Ziele der Revitalisierung des Neckars sind ein guter ökologischen Zustand des Gewässers nach Vorgaben der Europäischen Wasserrahmenrichtlinie und Schaffung eines vielfältigen und erlebnisreichen Bereichs  für Mensch und Natur. 

Zudem soll der Hochwasserschutz verbessert werden.

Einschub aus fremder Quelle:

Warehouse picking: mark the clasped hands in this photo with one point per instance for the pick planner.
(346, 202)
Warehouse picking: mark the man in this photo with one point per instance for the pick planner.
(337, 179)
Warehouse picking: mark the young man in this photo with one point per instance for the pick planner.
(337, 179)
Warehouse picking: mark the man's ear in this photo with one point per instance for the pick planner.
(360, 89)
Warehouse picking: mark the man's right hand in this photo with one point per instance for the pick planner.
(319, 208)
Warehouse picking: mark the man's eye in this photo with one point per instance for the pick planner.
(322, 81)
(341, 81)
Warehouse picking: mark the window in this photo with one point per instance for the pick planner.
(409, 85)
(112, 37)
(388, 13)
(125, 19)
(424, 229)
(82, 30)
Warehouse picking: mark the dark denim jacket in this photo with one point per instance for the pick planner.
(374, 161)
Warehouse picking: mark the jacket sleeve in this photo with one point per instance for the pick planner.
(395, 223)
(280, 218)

Die nachfolgenden Bilder zeigen den Neckar im Zustand vor der Maßnahme.


Ist-Zustand

Der Neckar zwischen Primmündung und dem künftigen Kerngebiet der Landesgartenschau („In der Au“) ist in den 1930er Jahren künstlich geschaffen worden, da der ursprüngliche Flussarm dem Bahnhofsgelände weichen musste. Ein Großteil des Bahnhofsgeländes wurde künstlich aufgeschüttet, der alte Flussarm verfüllt.

Zwischen der Wasserkraftanlage der ENRW und der Mündung der Prim ist der Neckar auf einer Länge von ca. 900 m und einer Tiefe bis zu 3,0m aufgestaut. Dieser Stau ist aus gewässerökologischer Sicht ein großes Problem, da durch die Wehranlage eine Barriere im Fluss entstanden ist, was u.a. zu einem gestörten Sedimenthaushalt und zu einem Verlust von Laichhabitaten standorttypischer Fischarten führt, da feiner Schlamm sich im Staubereich absetzt und das Lückensystem der kiesigen Sohle zusetzt. Auch das so wichtige Makrozoobenthos (Fischnährtiere) kann sich in der schlammigen Sohle nur schwer entwickeln.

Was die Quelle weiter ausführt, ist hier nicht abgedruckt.